It is more than 100 days since the first case of Covid-19 was reported in Kenya. The battle against the pandemic was vigorous in the beginning, but the vigour and the passion has been reducing as the days go by. According to a recent research by Info Track, a large number of people across the country are no longer in favour of the daily updates given by the Ministry of Health concerning the spread of Covid-19.
Many people claim the reports are alarming and discouraging. Yet another research by TIFA indicated that 76 per cent of Kenyans are ready to go for voluntary Covid-19 tests while 23 per cent fear the shocking results they might get hence would avoid the test.
Also, 9 per cent of the population fear being taken to quarantine while another 9 per cent fear the stigma that might result from testing positive.
Although 69 per cent would accept voluntary quarantine after testing positive, 74 per cent of the people confirmed that they would hide their results from their families.
Researchers had warned that by the end of April this year, we would be having more than 5,000 positive Covid-19 cases.
But following the strict measures that were put in place across the country, the country is experiencing manageable numbers, though cases have been increasing. A wave of fear and tension is sweeping across the country, given that we are ill-prepared to face the pandemic.

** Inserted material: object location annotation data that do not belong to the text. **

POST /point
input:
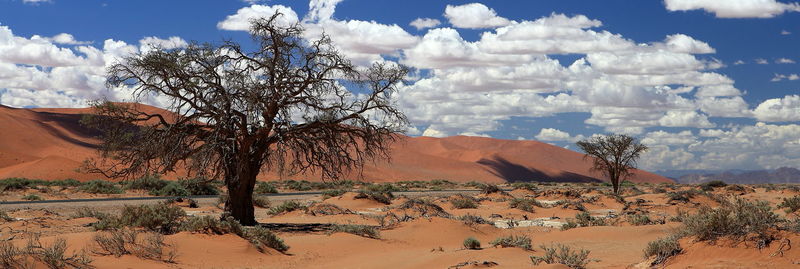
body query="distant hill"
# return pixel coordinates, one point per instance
(51, 144)
(780, 175)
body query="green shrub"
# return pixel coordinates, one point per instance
(199, 186)
(791, 204)
(287, 206)
(472, 243)
(264, 188)
(356, 229)
(524, 204)
(662, 249)
(100, 187)
(161, 217)
(32, 197)
(521, 241)
(150, 183)
(739, 220)
(171, 189)
(562, 254)
(585, 220)
(333, 193)
(381, 197)
(463, 202)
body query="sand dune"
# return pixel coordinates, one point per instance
(51, 144)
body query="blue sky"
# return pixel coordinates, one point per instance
(577, 74)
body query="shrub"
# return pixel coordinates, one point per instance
(100, 187)
(171, 189)
(791, 204)
(261, 202)
(287, 206)
(32, 197)
(521, 241)
(199, 186)
(332, 193)
(161, 217)
(662, 249)
(264, 188)
(150, 183)
(472, 243)
(524, 204)
(381, 197)
(563, 254)
(741, 220)
(585, 220)
(360, 230)
(639, 219)
(463, 202)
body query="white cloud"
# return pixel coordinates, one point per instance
(551, 134)
(474, 16)
(424, 23)
(734, 8)
(781, 77)
(779, 109)
(241, 20)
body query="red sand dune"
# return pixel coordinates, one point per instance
(51, 144)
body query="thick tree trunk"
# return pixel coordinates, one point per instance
(240, 196)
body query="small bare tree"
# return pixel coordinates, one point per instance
(614, 155)
(292, 104)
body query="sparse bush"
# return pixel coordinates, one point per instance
(472, 243)
(381, 197)
(791, 204)
(332, 193)
(199, 186)
(171, 189)
(463, 202)
(563, 254)
(32, 197)
(524, 204)
(585, 220)
(261, 202)
(662, 249)
(740, 220)
(264, 188)
(287, 206)
(100, 187)
(521, 241)
(639, 219)
(356, 229)
(150, 183)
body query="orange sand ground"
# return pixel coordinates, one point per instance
(433, 242)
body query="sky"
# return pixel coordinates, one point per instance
(706, 84)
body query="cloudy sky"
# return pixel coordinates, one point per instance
(707, 84)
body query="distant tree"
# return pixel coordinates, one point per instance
(290, 104)
(613, 155)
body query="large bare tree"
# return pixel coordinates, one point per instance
(613, 155)
(289, 104)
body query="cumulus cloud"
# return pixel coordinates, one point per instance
(474, 16)
(424, 23)
(735, 8)
(551, 134)
(779, 109)
(241, 20)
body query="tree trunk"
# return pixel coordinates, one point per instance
(239, 204)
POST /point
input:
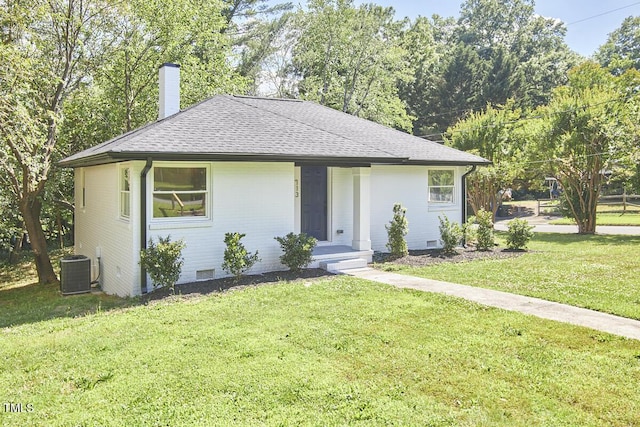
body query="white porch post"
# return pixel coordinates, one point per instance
(361, 209)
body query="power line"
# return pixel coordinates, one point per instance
(603, 13)
(534, 117)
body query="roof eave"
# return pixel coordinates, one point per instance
(116, 157)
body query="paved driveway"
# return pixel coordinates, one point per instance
(541, 225)
(534, 306)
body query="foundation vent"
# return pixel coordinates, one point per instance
(202, 275)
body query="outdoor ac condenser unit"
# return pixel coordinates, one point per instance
(75, 274)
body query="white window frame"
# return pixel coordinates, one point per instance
(124, 192)
(452, 187)
(206, 192)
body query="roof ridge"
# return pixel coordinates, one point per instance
(404, 158)
(267, 98)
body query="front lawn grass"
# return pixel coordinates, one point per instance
(338, 351)
(597, 272)
(23, 300)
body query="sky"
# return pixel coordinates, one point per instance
(584, 37)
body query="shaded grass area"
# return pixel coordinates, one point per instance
(597, 272)
(337, 351)
(23, 300)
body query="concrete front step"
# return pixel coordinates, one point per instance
(338, 265)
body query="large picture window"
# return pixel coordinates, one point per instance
(125, 193)
(179, 192)
(441, 186)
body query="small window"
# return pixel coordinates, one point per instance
(125, 193)
(441, 186)
(179, 192)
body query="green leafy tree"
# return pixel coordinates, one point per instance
(47, 50)
(351, 59)
(621, 52)
(497, 50)
(495, 134)
(149, 33)
(591, 125)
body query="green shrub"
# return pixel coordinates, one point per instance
(298, 250)
(519, 234)
(484, 232)
(163, 261)
(237, 259)
(470, 231)
(397, 228)
(450, 234)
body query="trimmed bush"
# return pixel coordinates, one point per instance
(163, 261)
(298, 250)
(237, 259)
(484, 232)
(519, 234)
(470, 231)
(397, 228)
(450, 234)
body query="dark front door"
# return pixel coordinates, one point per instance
(314, 201)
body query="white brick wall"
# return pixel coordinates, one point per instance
(408, 185)
(97, 224)
(251, 198)
(341, 203)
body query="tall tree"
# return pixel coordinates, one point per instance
(591, 126)
(46, 51)
(498, 49)
(495, 134)
(622, 49)
(255, 28)
(351, 59)
(188, 32)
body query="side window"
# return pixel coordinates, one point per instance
(179, 192)
(83, 202)
(441, 186)
(125, 193)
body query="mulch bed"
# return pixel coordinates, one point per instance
(228, 283)
(436, 256)
(415, 258)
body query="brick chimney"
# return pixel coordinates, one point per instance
(169, 90)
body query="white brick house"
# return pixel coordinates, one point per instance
(264, 167)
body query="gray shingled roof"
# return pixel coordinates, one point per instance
(265, 129)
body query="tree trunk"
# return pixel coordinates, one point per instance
(30, 208)
(17, 248)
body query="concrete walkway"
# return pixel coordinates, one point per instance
(534, 306)
(541, 225)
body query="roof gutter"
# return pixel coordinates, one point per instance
(464, 193)
(143, 220)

Now that we are heading towards the peak of the pandemic, there is reason to worry since most counties do not have enough facilities in hospitals. This means that we shall have to raise our vigilance and take personal initiative.

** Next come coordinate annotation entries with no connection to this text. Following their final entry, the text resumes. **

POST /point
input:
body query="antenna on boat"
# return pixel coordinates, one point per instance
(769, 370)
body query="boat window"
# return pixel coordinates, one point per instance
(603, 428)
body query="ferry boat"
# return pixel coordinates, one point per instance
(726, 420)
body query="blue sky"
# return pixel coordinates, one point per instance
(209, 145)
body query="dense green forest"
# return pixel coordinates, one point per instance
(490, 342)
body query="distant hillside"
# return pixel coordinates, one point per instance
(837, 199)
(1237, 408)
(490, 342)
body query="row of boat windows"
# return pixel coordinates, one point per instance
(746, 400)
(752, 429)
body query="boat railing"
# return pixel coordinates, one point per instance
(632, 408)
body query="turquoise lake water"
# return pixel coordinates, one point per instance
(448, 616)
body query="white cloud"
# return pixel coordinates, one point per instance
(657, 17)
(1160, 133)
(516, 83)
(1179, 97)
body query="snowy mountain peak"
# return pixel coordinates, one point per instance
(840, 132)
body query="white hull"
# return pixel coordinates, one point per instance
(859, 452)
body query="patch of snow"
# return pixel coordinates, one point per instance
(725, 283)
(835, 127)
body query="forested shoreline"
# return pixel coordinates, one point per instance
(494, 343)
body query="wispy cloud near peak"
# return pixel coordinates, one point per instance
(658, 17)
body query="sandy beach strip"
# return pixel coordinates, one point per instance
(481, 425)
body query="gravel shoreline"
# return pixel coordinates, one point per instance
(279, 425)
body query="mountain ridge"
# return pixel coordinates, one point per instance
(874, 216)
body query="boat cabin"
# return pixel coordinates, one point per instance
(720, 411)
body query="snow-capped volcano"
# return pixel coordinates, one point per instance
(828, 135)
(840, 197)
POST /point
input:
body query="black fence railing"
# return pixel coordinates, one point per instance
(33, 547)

It has been confirmed that a large percentage of Covid-19 positive people across the country are asymptomatic. Mass testing of people has not been achieved, considering that there are still not enough testing kits.
We have to consider other issues arising alongside the pandemic when it comes to balancing between lives and livelihoods. Parents have to take their responsibilities seriously and handle the cases of teenage pregnancies, suicide and drug abuse among the youth. Parents have failed to impart life skills to their children.
It is true that we are all struggling due to the pandemic. But we ought to understand that we cannot undergo lockdown forever. At one point businesses, schools, churches and travel will have to resume. Before we return to normalcy, we have to stay healthy so as to win the battle against Covid-19.